= John H. Conroy =

American politician (1893–1966)

John Henry Conroy (October 23, 1893 – November 27, 1966) was an American lawyer and politician from New York.

== Life ==
Conroy was born on October 23, 1893, in Gladstone, New Jersey, son of John D. Conroy and Mary Eunice Beale.

Conroy graduated from Boston University in 1913. He graduated from Fordham University Law School in 1915. In October 1917, after America entered World War I, he joined the Army. After spending six months training in Camp Gordon, Georgia, he went overseas in April 1918. He served with the 327th Infantry, 82nd Division, and was in the defense of the Somme, the Battle of Saint-Mihiel, and the Meuse–Argonne offensive. He was discharged in May 1919 with the rank of corporal.

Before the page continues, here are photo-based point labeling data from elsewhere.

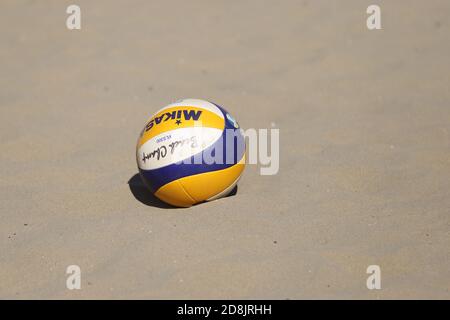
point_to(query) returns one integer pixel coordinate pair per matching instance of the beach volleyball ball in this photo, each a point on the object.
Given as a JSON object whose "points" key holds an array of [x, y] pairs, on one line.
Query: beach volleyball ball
{"points": [[191, 151]]}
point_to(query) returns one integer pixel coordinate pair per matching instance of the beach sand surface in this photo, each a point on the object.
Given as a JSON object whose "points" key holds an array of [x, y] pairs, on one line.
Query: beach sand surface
{"points": [[364, 175]]}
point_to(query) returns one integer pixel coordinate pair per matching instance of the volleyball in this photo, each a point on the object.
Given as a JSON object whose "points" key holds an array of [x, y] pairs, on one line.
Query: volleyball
{"points": [[191, 151]]}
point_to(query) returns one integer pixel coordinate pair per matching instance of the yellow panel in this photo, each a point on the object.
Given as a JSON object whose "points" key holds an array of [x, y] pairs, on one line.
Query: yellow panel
{"points": [[189, 190], [166, 120]]}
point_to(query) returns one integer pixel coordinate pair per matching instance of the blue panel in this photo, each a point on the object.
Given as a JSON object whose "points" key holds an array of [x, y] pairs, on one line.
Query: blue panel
{"points": [[161, 176]]}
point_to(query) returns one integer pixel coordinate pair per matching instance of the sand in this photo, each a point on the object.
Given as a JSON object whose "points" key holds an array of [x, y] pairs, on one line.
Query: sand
{"points": [[364, 149]]}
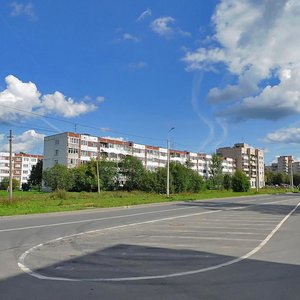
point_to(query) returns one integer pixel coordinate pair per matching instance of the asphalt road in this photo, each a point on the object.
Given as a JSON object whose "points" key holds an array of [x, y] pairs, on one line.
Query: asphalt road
{"points": [[241, 248]]}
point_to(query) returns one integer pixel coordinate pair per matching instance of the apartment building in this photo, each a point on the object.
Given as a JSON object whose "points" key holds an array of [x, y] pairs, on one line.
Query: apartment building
{"points": [[72, 149], [22, 165], [247, 159], [296, 167], [284, 164]]}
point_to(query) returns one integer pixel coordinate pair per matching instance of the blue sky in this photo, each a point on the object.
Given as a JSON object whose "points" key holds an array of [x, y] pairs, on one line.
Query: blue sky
{"points": [[220, 72]]}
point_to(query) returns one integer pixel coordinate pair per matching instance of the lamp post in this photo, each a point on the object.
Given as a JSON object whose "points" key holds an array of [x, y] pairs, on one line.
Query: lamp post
{"points": [[168, 163], [292, 179]]}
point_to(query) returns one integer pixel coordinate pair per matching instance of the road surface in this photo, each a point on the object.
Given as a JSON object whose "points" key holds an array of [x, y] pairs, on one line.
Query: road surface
{"points": [[237, 248]]}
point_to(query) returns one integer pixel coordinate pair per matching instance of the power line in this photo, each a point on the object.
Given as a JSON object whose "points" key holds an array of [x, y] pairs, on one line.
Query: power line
{"points": [[76, 125], [81, 124]]}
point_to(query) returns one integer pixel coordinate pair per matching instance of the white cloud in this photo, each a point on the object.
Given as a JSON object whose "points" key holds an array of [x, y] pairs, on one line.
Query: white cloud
{"points": [[20, 99], [100, 99], [144, 14], [130, 37], [258, 42], [58, 104], [28, 142], [138, 66], [284, 136], [162, 27], [19, 9]]}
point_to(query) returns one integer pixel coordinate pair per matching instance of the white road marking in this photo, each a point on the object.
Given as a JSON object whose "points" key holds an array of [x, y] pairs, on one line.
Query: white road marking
{"points": [[24, 268], [199, 238], [240, 220], [92, 220], [137, 214]]}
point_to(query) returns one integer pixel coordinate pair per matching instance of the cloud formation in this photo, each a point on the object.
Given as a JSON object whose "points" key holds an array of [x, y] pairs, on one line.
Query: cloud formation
{"points": [[20, 100], [258, 43], [162, 26], [138, 66], [130, 37], [144, 14], [284, 136], [28, 142], [19, 9]]}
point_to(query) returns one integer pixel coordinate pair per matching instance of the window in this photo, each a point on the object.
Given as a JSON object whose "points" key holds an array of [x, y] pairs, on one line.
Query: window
{"points": [[73, 151], [74, 140], [84, 153]]}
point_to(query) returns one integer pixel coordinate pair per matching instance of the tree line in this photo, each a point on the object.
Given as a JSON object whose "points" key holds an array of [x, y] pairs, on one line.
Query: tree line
{"points": [[129, 174]]}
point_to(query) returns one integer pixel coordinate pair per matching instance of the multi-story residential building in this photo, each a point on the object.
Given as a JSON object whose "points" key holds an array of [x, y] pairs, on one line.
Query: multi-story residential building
{"points": [[72, 149], [284, 164], [247, 159], [22, 165], [296, 167], [273, 168]]}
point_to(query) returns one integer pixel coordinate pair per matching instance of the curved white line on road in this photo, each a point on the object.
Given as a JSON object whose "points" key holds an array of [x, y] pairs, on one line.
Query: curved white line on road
{"points": [[119, 217], [24, 268]]}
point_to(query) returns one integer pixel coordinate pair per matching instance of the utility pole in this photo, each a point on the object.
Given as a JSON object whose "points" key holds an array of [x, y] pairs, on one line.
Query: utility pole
{"points": [[257, 171], [292, 179], [98, 178], [168, 163], [10, 166], [168, 168]]}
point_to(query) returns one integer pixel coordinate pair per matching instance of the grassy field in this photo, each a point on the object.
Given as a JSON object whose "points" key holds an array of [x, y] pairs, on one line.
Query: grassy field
{"points": [[38, 202]]}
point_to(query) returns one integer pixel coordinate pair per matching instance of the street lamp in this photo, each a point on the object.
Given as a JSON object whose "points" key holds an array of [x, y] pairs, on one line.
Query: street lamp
{"points": [[168, 163]]}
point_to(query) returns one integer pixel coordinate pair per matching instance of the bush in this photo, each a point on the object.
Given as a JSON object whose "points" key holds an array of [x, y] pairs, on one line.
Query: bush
{"points": [[240, 182], [59, 177], [59, 194], [227, 182], [5, 183], [26, 187]]}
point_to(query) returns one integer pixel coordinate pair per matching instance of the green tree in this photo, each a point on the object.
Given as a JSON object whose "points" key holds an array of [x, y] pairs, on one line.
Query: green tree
{"points": [[132, 170], [240, 182], [216, 171], [108, 173], [59, 177], [5, 183], [150, 183], [280, 178], [227, 182], [269, 178], [36, 175], [161, 181], [84, 178], [296, 179]]}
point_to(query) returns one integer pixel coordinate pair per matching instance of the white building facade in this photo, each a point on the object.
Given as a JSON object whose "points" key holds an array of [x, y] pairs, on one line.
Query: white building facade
{"points": [[72, 149], [22, 165], [248, 160]]}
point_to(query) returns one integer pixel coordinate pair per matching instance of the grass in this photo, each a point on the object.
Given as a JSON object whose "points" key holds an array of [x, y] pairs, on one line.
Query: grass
{"points": [[40, 202]]}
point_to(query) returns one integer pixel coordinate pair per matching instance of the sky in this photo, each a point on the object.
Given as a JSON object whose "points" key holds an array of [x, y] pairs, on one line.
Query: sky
{"points": [[220, 72]]}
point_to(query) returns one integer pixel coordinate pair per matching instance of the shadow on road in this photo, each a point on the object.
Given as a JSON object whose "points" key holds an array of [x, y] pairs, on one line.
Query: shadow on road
{"points": [[274, 209], [249, 279]]}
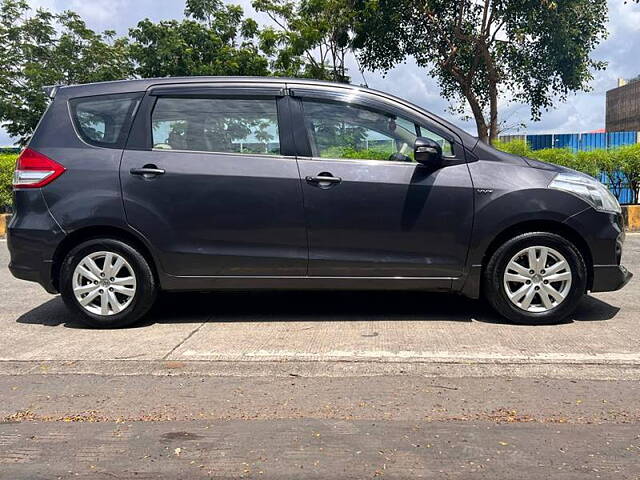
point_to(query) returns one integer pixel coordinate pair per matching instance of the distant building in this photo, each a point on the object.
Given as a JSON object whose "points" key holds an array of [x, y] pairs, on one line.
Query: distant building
{"points": [[623, 106]]}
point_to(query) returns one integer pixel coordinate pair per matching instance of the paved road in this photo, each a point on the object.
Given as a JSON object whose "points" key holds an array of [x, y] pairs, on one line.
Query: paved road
{"points": [[247, 330]]}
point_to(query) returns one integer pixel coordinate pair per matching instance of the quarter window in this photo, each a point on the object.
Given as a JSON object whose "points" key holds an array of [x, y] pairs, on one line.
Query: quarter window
{"points": [[228, 125], [340, 130], [103, 119]]}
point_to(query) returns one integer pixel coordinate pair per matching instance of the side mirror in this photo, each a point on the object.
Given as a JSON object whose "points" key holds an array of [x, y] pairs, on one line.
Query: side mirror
{"points": [[427, 151]]}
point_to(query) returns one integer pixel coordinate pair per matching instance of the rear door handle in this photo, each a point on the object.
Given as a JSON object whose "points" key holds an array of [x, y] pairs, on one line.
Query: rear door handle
{"points": [[323, 178], [147, 171]]}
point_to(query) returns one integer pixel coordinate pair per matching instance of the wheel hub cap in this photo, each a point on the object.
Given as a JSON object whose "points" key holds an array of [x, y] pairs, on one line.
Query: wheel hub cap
{"points": [[104, 283]]}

Following his admission to the bar, Conroy practiced law in New York City with Richard Condon at 220 Broadway. By the time he died, he was a partner in the firm Condon & Conroy. He was a corporation lawyer.

In 1922, Conroy was elected to the New York State Assembly as a Democrat, representing the New York County 9th District. He served in the Assembly in 1923, 1924, 1925, 1926, 1927, 1928, and 1929. While in the Assembly, he was active on behalf of the Transit Relief Legislation for New York City and in granting local self-governance to cities in the state. He then spent 20 years as the Democratic bill-drafting commissioner of the state legislature.

Conroy was a member of the New York County Lawyers' Association, Delta Theta Phi, the American Legion, the Veterans of Foreign Wars, the Old Guard of the City of New York, and the New York Athletic Club. He was married to Helen Martin.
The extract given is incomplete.